By Zhong Nan and Ren Xiaojin | China Daily | Updated: 2017-04-19 08:04

China's outbound direct investment in economies along the Belt and Road Initiative continued to grow in the first quarter despite the nation's ODI seeing an overall decline during the period, the Ministry of Commerce said on Tuesday.

Chinese companies invested $2.95 billion in the non-financial sectors in 43 countries and regions, an increase of 5.4 percentage points year-on-year, accounting for 14.4 percent of China's total ODI, according to the ministry.

The companies made 952 outsourcing deals in 61 countries and regions. Revenue already generated from the outsourcing projects along the Belt and Road Initiative reached $14.39 billion, up 4.7 percent year-on-year.

"Global cooperation in infrastructure, logistics and production capacity is the biggest highlight of the initiative," said Fang Qiuchen, president of the China International Contractors Association, which assists Chinese companies with construction business abroad.

"China's partners are mostly emerging and developing economies in the midst of industrialization, characterized by fast economic growth and offering enormous potential for development," said Fang.

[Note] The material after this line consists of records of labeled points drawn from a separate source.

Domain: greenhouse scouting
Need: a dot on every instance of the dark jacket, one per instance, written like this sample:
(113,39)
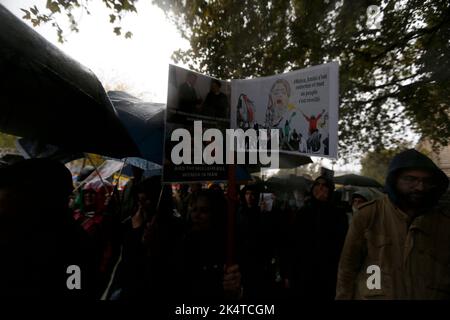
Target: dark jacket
(318,235)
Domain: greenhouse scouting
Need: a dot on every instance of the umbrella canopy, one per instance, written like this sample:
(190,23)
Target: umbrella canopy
(356,180)
(144,122)
(286,161)
(47,96)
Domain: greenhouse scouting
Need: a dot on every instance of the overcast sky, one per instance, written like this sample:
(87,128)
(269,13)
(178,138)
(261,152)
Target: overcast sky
(140,63)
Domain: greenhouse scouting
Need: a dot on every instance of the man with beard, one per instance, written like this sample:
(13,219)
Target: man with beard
(398,247)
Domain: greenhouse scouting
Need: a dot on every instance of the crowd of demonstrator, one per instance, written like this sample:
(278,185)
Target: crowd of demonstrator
(160,242)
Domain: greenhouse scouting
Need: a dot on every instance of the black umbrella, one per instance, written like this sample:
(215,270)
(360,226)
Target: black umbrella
(47,96)
(356,180)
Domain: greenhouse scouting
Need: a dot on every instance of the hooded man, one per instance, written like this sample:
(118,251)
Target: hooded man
(316,241)
(398,247)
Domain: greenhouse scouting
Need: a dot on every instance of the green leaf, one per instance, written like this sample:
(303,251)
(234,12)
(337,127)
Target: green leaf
(27,15)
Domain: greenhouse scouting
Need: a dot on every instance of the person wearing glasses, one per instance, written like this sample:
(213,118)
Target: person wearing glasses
(398,247)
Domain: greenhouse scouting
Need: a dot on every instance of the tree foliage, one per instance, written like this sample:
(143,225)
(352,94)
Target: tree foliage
(65,8)
(393,74)
(393,63)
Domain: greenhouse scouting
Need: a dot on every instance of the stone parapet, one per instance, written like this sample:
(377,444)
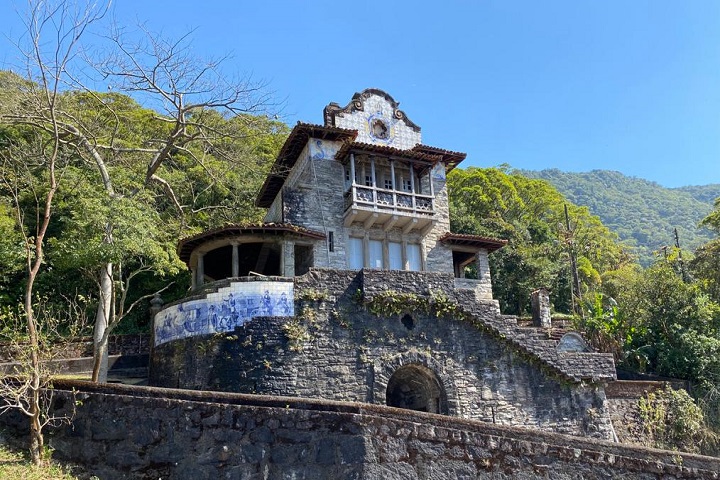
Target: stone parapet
(148,433)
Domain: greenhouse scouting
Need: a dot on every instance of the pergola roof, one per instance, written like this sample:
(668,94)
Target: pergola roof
(473,241)
(188,244)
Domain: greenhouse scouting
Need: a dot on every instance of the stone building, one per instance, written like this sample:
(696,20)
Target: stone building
(353,289)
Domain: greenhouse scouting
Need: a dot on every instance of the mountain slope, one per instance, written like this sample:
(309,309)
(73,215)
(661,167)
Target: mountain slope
(642,213)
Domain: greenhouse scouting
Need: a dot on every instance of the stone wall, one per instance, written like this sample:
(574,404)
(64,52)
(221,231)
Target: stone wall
(335,349)
(623,402)
(144,433)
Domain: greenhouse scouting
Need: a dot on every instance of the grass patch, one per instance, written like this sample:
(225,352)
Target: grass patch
(15,465)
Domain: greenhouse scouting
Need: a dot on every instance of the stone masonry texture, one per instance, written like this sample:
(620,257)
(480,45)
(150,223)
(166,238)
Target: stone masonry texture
(124,432)
(490,369)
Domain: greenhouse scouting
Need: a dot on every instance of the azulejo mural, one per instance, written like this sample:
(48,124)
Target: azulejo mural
(224,310)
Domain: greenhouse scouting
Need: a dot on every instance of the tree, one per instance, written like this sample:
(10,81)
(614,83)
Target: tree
(530,215)
(133,152)
(31,165)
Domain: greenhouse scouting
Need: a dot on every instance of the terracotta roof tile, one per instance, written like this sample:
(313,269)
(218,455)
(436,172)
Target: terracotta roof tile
(187,245)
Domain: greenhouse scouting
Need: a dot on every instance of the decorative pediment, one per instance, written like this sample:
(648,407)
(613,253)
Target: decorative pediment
(376,117)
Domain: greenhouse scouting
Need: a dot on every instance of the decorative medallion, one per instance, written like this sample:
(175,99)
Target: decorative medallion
(380,129)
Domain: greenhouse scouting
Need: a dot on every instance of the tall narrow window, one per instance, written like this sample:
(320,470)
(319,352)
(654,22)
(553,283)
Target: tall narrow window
(355,253)
(413,257)
(395,255)
(375,252)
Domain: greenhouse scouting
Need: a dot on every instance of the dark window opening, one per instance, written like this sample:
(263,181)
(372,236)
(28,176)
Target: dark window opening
(415,387)
(303,259)
(408,322)
(464,265)
(262,258)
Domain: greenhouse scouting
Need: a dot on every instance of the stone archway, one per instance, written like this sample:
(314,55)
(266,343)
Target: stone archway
(420,375)
(416,387)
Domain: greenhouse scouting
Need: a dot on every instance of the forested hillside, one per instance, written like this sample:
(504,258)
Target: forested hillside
(642,213)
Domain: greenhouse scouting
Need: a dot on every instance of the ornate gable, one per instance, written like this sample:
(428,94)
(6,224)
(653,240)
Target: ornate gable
(374,114)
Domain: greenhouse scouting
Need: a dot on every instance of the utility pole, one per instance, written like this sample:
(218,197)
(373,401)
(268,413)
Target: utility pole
(682,264)
(575,290)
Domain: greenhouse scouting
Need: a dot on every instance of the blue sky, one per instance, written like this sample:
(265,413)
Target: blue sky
(632,86)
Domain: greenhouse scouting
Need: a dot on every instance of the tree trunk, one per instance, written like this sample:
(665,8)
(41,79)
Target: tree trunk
(102,320)
(37,442)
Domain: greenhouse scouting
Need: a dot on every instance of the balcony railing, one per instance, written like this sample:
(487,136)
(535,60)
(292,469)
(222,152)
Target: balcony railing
(389,200)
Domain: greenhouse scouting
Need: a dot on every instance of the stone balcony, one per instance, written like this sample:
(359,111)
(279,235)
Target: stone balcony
(390,208)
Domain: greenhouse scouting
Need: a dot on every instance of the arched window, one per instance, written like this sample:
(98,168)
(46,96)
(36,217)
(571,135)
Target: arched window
(416,387)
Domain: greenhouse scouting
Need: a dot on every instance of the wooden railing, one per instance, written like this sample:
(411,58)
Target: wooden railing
(389,200)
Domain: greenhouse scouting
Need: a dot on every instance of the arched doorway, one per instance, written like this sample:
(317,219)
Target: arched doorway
(416,387)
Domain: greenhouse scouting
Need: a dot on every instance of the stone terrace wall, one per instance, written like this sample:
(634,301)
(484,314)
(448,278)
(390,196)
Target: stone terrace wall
(337,350)
(142,433)
(623,401)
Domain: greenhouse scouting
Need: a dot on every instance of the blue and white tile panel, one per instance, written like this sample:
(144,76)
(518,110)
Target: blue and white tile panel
(224,310)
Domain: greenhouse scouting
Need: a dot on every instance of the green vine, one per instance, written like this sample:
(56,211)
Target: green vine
(672,420)
(297,334)
(313,295)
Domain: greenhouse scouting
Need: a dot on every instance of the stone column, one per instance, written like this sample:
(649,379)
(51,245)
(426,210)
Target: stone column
(235,260)
(484,288)
(288,259)
(540,301)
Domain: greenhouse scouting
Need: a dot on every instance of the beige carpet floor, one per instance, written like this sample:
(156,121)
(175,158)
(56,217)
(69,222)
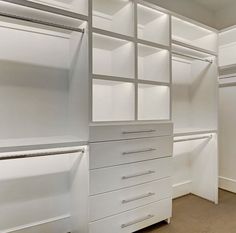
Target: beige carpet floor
(192,214)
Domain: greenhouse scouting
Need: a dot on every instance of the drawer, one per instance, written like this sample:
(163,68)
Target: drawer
(134,220)
(117,177)
(118,132)
(111,203)
(111,153)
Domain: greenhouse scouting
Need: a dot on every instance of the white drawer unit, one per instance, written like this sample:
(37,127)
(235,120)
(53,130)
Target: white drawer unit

State-owned companies such as China Merchants Group and China Railway Rolling Stock Corp, as well as Wison Engineering Ltd and Jinglong Group from the private sector, have formed different types of partnerships with global companies to conduct business.

In the first quarter of this year, nearly 80 percent of engineering contract value was contributed by 156 large projects, each of which had an investment of more than $50 million, according to the ministry.

China's ODI in the non-financial sector declined 48.8 percent year-on-year to $20.53 billion between January and March. In March alone, the country's non-financial ODI dropped 30.1 percent year-on-year to $7.11 billion, according to the ministry.

The ministry's website said that manufacturing, services and information transmission, as well as the software and the information technology industries took the lead in investment value, showing the special attention Chinese companies attach to the real economy and emerging industries in outbound investment.

Denis Depoux, senior partner of Roland Berger Strategy Consultants, said: "Chinese companies, primarily State-owned enterprises, are keen to cooperate with foreign enterprises in order to work in 'third party' countries anywhere along the initiative."